The nuns who nurse and administer hovered around.
I heard nothing for days, and then, this past Monday, the volunteering guitar playing daughter said to those gathered in he activity room, "This is the last song I played for my mother." Last song?
"Did your mother die?" "Yes", said her daughter, "she died Friday morning."
"I'm so sorry" I said beginning to tear up. Her daughter insisted it was a good thing. She was ready.
I hardly knew Marie and yet, I had to be at her funeral yesterday, at Holy Cross, just down the hill from the home. There were several staff and another friend of mine who met Marie as I had. I learned that Marie and I shared the same birthday, albeit hers was 31 years before mine. She had been a junior high teacher as well as playing the guitar. She had lived in New York, my home town, among other places. And she probably hadn't been in as good shape as I thought when I met her. She had had a major stroke. She had lived with one of the children until, as happens, it became too much to assist with her needs.

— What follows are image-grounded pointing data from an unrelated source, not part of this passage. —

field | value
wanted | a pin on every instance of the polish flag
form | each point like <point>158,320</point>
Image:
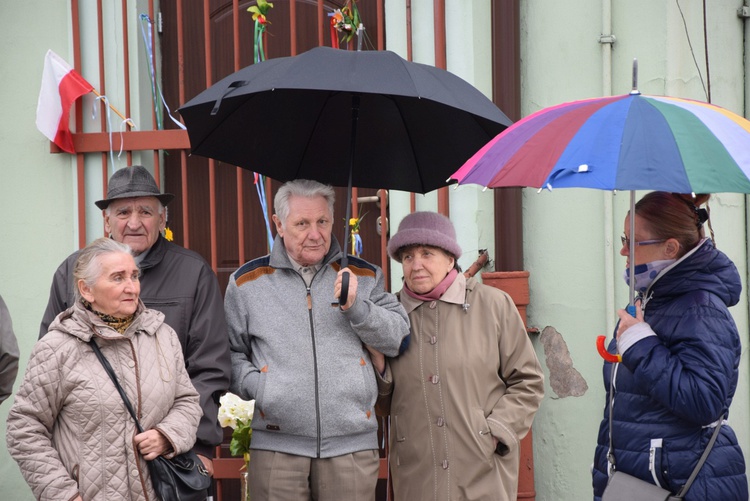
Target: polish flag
<point>61,86</point>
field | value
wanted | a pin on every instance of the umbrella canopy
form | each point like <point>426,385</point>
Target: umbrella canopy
<point>628,142</point>
<point>369,119</point>
<point>294,117</point>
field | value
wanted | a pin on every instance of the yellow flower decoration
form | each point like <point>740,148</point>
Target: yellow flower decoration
<point>260,10</point>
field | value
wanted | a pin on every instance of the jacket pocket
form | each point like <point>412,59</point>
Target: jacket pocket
<point>482,434</point>
<point>657,463</point>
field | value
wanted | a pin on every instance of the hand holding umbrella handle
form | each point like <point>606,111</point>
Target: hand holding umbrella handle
<point>344,289</point>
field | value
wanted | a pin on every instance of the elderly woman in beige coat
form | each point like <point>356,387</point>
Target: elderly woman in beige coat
<point>464,392</point>
<point>68,428</point>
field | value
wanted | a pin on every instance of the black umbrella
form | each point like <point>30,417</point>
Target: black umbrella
<point>369,119</point>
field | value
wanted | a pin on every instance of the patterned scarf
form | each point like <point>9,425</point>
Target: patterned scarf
<point>118,324</point>
<point>437,292</point>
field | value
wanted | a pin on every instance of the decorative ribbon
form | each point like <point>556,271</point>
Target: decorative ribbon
<point>109,126</point>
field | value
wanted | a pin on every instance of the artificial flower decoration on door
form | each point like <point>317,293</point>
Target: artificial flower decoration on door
<point>237,414</point>
<point>346,21</point>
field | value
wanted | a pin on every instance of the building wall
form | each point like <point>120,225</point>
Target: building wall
<point>37,190</point>
<point>571,237</point>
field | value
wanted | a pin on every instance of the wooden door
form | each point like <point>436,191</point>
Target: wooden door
<point>226,192</point>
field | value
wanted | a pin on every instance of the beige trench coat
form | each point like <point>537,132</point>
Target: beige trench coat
<point>470,373</point>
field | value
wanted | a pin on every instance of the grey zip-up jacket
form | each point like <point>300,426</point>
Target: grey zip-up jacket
<point>179,283</point>
<point>303,359</point>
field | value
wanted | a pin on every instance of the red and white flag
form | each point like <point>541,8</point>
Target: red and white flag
<point>61,86</point>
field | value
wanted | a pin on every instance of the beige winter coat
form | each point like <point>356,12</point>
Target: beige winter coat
<point>68,428</point>
<point>469,374</point>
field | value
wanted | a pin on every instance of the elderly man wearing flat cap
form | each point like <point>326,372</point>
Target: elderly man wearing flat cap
<point>176,281</point>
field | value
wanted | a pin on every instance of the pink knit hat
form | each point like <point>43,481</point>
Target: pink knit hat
<point>424,228</point>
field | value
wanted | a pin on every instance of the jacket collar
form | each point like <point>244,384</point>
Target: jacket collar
<point>155,253</point>
<point>280,259</point>
<point>79,322</point>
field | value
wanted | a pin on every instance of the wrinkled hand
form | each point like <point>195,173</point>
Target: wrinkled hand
<point>377,359</point>
<point>627,320</point>
<point>352,295</point>
<point>208,463</point>
<point>151,444</point>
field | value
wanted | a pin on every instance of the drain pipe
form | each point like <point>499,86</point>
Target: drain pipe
<point>744,14</point>
<point>606,40</point>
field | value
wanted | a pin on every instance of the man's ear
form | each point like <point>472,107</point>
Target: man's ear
<point>85,291</point>
<point>162,220</point>
<point>279,228</point>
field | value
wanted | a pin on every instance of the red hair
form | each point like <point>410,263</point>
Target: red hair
<point>673,215</point>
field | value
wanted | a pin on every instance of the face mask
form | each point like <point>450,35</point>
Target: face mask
<point>646,273</point>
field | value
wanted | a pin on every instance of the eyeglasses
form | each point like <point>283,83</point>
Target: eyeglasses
<point>626,241</point>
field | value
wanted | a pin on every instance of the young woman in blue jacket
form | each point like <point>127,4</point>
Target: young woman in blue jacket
<point>680,357</point>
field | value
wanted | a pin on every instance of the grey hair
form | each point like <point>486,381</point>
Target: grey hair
<point>88,265</point>
<point>301,188</point>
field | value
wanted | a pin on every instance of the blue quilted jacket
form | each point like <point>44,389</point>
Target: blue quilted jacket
<point>670,387</point>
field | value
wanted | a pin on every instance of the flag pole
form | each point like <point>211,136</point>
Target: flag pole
<point>112,107</point>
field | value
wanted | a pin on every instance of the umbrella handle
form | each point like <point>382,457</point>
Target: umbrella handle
<point>609,357</point>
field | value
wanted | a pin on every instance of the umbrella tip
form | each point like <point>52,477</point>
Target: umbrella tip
<point>635,90</point>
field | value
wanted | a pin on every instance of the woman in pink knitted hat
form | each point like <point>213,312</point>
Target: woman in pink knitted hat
<point>464,392</point>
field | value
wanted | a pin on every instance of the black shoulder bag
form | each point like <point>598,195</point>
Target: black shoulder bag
<point>182,478</point>
<point>624,487</point>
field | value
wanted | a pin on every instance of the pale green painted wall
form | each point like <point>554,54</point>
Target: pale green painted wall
<point>571,236</point>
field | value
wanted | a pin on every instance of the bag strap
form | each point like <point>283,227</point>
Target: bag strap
<point>113,377</point>
<point>703,458</point>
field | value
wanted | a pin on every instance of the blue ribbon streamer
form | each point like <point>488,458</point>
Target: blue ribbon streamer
<point>148,43</point>
<point>357,244</point>
<point>260,188</point>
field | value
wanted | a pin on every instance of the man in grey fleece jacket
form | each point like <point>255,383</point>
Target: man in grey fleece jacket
<point>305,361</point>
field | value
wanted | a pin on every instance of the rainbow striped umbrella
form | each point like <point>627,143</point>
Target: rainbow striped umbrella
<point>627,142</point>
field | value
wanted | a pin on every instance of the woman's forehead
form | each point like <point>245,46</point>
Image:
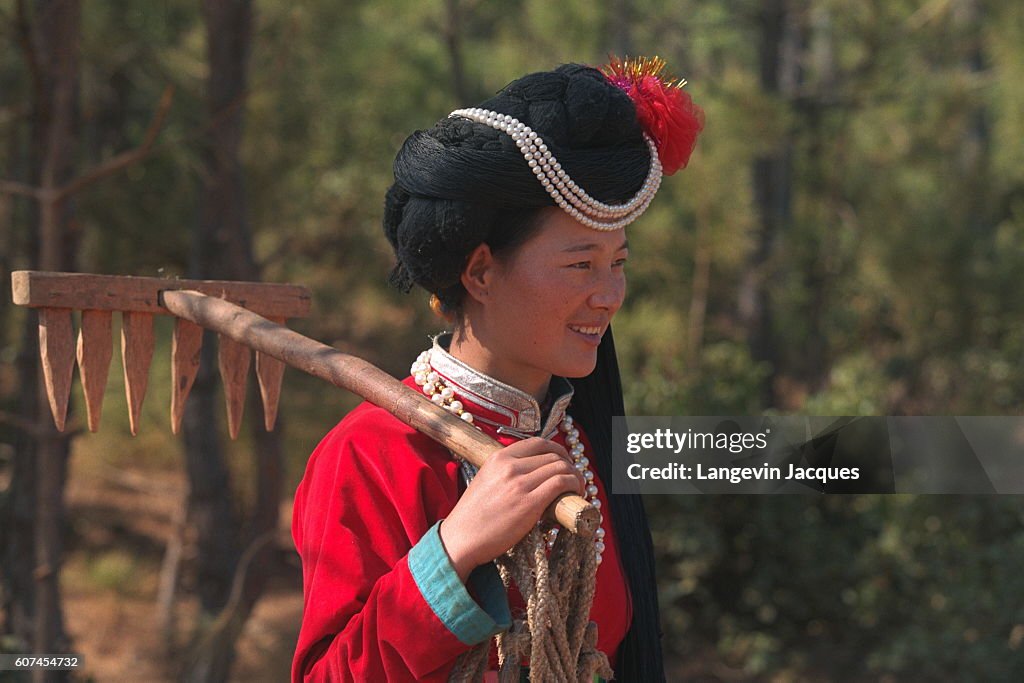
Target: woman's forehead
<point>561,231</point>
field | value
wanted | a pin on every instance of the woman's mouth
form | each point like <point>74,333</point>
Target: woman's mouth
<point>590,333</point>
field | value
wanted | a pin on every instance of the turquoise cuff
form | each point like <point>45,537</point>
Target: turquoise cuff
<point>472,622</point>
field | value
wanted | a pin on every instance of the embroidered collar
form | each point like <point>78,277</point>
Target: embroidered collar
<point>495,402</point>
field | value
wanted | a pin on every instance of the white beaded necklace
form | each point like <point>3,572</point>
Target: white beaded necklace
<point>435,389</point>
<point>571,198</point>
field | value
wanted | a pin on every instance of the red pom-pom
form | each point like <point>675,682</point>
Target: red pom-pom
<point>665,112</point>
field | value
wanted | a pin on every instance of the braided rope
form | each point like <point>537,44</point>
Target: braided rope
<point>557,637</point>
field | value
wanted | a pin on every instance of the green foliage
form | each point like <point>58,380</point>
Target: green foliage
<point>893,286</point>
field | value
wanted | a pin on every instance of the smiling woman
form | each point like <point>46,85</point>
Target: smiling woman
<point>512,215</point>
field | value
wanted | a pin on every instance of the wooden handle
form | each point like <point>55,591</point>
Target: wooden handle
<point>365,379</point>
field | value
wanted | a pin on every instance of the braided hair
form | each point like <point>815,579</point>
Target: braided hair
<point>462,183</point>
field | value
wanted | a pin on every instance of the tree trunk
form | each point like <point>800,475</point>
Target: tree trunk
<point>222,249</point>
<point>35,509</point>
<point>772,189</point>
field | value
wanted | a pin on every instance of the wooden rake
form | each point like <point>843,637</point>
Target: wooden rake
<point>246,316</point>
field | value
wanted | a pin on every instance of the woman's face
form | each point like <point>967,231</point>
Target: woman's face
<point>543,309</point>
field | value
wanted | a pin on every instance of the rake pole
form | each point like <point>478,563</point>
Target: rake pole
<point>361,378</point>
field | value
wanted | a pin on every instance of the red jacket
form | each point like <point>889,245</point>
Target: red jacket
<point>381,600</point>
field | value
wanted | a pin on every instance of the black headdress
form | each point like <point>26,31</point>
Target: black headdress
<point>463,183</point>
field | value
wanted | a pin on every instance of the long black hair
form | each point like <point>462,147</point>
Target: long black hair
<point>461,184</point>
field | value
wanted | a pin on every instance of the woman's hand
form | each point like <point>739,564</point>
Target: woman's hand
<point>505,500</point>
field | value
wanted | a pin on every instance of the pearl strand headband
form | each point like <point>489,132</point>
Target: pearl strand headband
<point>567,195</point>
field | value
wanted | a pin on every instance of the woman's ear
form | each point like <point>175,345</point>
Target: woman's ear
<point>478,272</point>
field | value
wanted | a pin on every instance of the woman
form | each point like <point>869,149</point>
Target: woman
<point>396,547</point>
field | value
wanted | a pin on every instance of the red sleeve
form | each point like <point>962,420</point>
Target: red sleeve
<point>372,489</point>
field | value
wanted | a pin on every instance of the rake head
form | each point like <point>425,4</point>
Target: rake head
<point>55,295</point>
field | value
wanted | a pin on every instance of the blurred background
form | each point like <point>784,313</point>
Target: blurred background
<point>848,240</point>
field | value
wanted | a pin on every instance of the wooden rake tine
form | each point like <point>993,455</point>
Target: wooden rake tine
<point>365,379</point>
<point>199,304</point>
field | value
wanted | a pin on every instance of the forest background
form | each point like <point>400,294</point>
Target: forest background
<point>848,240</point>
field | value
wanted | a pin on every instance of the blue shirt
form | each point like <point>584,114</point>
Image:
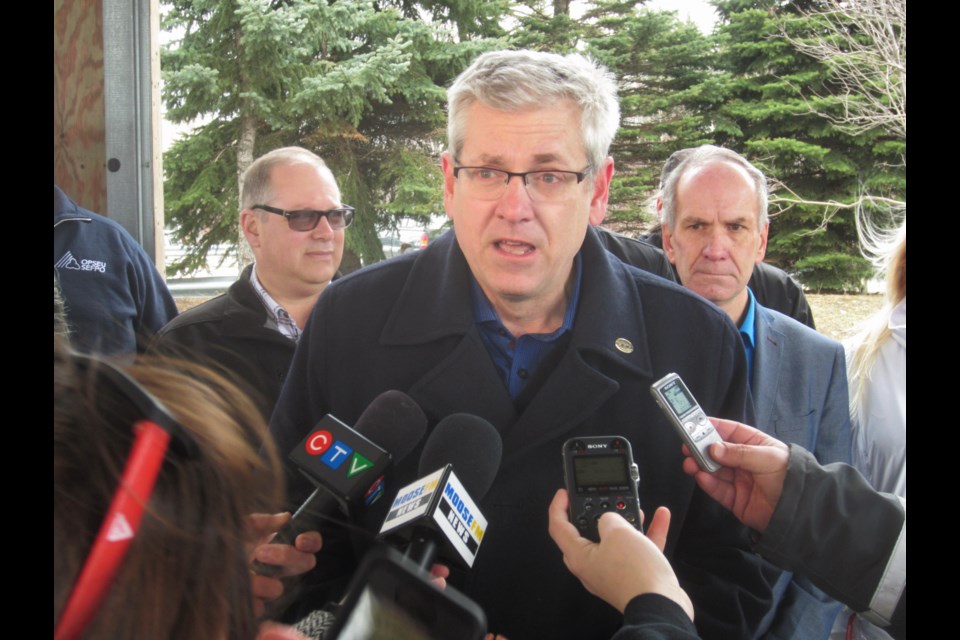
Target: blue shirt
<point>517,358</point>
<point>748,331</point>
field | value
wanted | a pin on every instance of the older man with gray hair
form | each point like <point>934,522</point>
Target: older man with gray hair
<point>520,316</point>
<point>715,227</point>
<point>294,221</point>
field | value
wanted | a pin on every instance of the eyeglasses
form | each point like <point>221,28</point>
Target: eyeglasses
<point>550,185</point>
<point>308,219</point>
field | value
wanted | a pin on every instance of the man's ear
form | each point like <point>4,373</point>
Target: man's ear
<point>601,192</point>
<point>250,225</point>
<point>762,249</point>
<point>449,182</point>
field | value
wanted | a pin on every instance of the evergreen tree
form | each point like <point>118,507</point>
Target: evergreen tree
<point>360,83</point>
<point>662,65</point>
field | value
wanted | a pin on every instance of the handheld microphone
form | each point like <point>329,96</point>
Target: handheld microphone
<point>347,465</point>
<point>437,512</point>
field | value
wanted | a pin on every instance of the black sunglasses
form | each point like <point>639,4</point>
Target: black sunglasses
<point>308,219</point>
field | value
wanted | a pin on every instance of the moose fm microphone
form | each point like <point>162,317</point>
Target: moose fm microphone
<point>436,512</point>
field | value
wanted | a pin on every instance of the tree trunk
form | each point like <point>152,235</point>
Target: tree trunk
<point>248,138</point>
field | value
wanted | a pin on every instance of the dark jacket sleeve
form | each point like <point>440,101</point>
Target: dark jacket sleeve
<point>637,253</point>
<point>833,527</point>
<point>731,587</point>
<point>775,289</point>
<point>652,616</point>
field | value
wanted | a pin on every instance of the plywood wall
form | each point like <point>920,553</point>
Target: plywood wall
<point>78,113</point>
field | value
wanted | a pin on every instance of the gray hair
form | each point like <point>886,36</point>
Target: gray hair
<point>514,80</point>
<point>256,179</point>
<point>696,158</point>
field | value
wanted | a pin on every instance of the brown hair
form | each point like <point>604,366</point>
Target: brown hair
<point>186,573</point>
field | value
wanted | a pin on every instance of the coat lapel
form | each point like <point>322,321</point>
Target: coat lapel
<point>767,358</point>
<point>608,340</point>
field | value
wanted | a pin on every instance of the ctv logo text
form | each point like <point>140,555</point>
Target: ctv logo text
<point>335,452</point>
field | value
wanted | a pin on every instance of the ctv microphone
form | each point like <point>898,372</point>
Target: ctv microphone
<point>436,512</point>
<point>347,465</point>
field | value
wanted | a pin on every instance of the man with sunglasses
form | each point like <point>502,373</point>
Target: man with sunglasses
<point>520,316</point>
<point>294,221</point>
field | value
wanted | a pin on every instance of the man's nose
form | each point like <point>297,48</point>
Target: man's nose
<point>515,204</point>
<point>323,228</point>
<point>717,247</point>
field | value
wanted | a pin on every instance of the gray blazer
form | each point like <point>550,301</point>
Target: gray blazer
<point>799,387</point>
<point>799,391</point>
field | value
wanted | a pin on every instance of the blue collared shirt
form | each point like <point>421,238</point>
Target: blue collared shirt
<point>748,331</point>
<point>517,358</point>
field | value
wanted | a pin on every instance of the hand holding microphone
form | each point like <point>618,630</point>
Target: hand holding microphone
<point>348,465</point>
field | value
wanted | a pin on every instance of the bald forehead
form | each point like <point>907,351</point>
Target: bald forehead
<point>297,176</point>
<point>720,180</point>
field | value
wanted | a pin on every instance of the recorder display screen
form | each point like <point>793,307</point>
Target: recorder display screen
<point>601,471</point>
<point>678,397</point>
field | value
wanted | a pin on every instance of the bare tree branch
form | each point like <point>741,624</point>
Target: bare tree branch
<point>864,43</point>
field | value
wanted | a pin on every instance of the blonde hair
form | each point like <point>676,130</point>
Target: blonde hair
<point>887,249</point>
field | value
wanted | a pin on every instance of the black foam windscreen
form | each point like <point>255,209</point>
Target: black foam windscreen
<point>394,422</point>
<point>471,444</point>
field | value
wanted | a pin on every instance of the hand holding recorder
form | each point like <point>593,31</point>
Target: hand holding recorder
<point>754,467</point>
<point>625,563</point>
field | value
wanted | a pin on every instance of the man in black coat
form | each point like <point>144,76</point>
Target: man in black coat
<point>521,317</point>
<point>294,221</point>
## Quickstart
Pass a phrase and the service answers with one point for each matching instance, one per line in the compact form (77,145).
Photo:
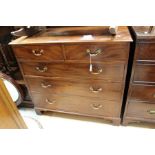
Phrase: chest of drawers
(140,105)
(76,74)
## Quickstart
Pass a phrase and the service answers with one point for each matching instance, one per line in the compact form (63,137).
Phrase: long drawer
(108,72)
(38,52)
(77,105)
(88,88)
(142,92)
(100,52)
(144,73)
(141,110)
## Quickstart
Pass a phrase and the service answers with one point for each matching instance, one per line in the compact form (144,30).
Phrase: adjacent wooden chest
(140,105)
(78,74)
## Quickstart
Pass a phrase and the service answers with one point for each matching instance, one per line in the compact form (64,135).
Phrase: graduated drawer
(88,88)
(146,51)
(118,51)
(77,105)
(38,52)
(141,110)
(73,70)
(144,73)
(143,92)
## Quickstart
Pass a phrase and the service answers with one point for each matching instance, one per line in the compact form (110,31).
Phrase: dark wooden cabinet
(140,105)
(79,74)
(8,63)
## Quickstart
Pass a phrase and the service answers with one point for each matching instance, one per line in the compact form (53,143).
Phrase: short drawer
(141,110)
(143,93)
(100,52)
(146,51)
(88,88)
(77,105)
(72,70)
(144,73)
(39,52)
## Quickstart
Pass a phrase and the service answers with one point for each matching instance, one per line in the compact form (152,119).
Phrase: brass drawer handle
(41,69)
(38,52)
(151,111)
(95,90)
(98,72)
(43,85)
(96,107)
(50,102)
(94,53)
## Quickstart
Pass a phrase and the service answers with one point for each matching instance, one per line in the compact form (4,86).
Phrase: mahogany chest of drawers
(76,74)
(140,105)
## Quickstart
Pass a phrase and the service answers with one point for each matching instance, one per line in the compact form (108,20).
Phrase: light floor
(58,120)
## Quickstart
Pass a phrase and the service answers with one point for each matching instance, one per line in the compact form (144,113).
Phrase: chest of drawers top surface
(144,33)
(96,35)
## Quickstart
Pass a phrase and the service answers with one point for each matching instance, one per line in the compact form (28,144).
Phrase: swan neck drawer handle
(43,85)
(94,53)
(38,52)
(96,107)
(96,72)
(50,102)
(41,69)
(95,90)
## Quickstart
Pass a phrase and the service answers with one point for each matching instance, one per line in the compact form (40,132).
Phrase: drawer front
(99,52)
(88,88)
(141,110)
(39,52)
(79,70)
(143,93)
(144,73)
(76,104)
(146,51)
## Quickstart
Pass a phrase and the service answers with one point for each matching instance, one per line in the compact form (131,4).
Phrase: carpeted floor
(58,120)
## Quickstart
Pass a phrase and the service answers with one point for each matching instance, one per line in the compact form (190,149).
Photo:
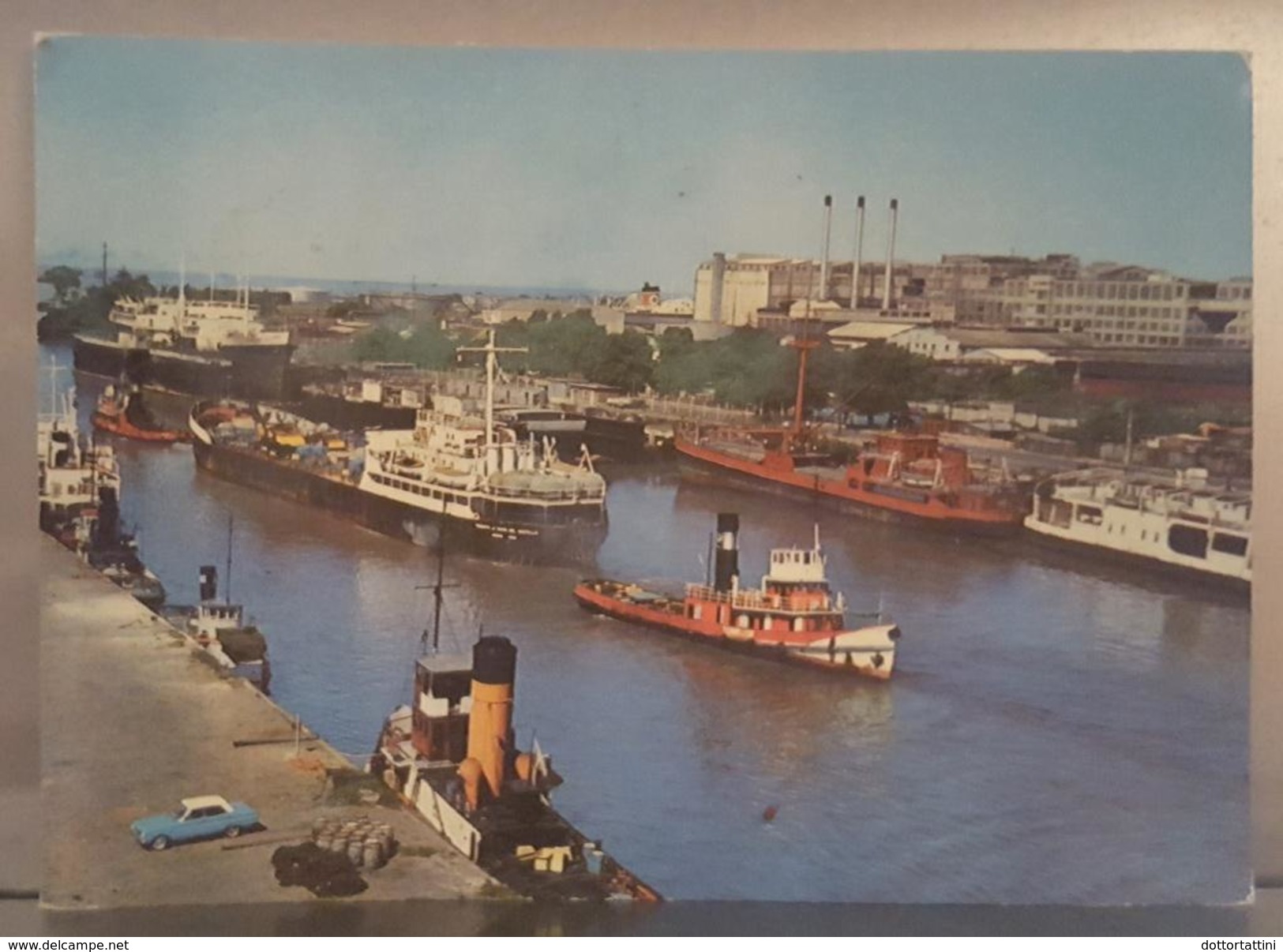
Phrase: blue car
(197,818)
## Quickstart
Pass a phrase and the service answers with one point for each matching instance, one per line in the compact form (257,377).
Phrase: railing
(756,601)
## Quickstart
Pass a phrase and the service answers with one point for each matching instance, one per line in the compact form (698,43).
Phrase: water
(1052,734)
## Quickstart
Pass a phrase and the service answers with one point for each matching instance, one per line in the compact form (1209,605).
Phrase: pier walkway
(135,720)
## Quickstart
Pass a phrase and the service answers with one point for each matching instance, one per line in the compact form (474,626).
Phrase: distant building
(1131,305)
(733,290)
(1114,305)
(857,334)
(960,344)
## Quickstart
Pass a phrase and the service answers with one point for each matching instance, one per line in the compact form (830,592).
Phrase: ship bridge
(792,566)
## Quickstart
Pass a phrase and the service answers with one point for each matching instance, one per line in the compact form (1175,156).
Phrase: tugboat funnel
(494,671)
(726,564)
(208,583)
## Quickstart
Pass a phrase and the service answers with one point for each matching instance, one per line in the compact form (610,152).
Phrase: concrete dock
(135,720)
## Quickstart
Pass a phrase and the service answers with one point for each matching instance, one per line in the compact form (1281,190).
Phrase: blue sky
(609,168)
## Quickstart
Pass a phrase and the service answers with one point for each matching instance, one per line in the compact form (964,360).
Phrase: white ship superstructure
(1180,523)
(203,328)
(71,474)
(215,348)
(478,471)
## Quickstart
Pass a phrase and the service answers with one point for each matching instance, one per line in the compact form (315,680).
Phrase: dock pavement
(133,720)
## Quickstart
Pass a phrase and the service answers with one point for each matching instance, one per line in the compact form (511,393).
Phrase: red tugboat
(903,478)
(125,414)
(793,616)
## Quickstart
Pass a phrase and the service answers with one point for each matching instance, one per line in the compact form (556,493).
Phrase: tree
(427,347)
(65,280)
(90,311)
(622,361)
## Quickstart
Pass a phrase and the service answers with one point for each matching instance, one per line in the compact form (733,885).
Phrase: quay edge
(152,724)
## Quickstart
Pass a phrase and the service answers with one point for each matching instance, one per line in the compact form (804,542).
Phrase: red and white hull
(868,650)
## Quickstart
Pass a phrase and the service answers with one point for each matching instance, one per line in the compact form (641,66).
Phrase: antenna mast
(490,365)
(227,585)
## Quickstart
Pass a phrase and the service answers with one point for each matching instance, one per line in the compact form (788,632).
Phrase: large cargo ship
(496,496)
(1176,525)
(215,348)
(793,616)
(453,757)
(905,476)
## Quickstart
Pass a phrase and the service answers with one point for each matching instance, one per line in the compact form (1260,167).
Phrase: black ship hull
(616,439)
(355,414)
(248,371)
(571,544)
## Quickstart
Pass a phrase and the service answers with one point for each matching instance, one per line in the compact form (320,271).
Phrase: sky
(606,168)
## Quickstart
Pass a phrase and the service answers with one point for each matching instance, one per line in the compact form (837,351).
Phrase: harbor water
(1055,732)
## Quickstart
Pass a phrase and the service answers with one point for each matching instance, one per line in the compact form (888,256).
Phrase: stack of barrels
(365,842)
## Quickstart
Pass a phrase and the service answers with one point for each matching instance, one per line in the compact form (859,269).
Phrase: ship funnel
(726,564)
(824,262)
(860,249)
(891,254)
(494,670)
(208,583)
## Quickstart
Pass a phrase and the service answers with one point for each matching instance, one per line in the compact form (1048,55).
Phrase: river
(1053,733)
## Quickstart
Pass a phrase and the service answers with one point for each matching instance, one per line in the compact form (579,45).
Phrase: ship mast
(490,365)
(804,346)
(439,588)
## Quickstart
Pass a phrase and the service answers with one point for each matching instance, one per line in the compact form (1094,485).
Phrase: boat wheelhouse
(1178,523)
(794,615)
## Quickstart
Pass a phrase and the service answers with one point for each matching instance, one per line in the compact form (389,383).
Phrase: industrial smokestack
(726,564)
(891,254)
(827,234)
(494,670)
(860,249)
(715,291)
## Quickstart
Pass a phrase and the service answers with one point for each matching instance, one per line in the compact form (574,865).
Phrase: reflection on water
(1051,734)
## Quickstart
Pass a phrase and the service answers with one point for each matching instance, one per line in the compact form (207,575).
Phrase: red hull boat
(793,616)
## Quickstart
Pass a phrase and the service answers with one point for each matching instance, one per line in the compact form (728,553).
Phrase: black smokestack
(208,583)
(726,558)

The priest, obviously a long time friend of the family, and in the "know" about the divisions illness and death can cause in a family, reminded them that their mom was in heaven and saw everything now. Nothing was hidden from her. And she would want them to love one another, and to forgive. I had the sense that this was a pointed effort at mediating some hard feelings that inevitably afflict relationships among the children of the dead parent. I admit it, at such moments, I am glad I was an only child.
There was no pamphlet or photo board. I would have liked to have seen these things to have more of a sense of a woman I encountered for only a few months, and find myself mourning.
She is with God. I believe that. And I am so glad our lives touched every so fleetingly.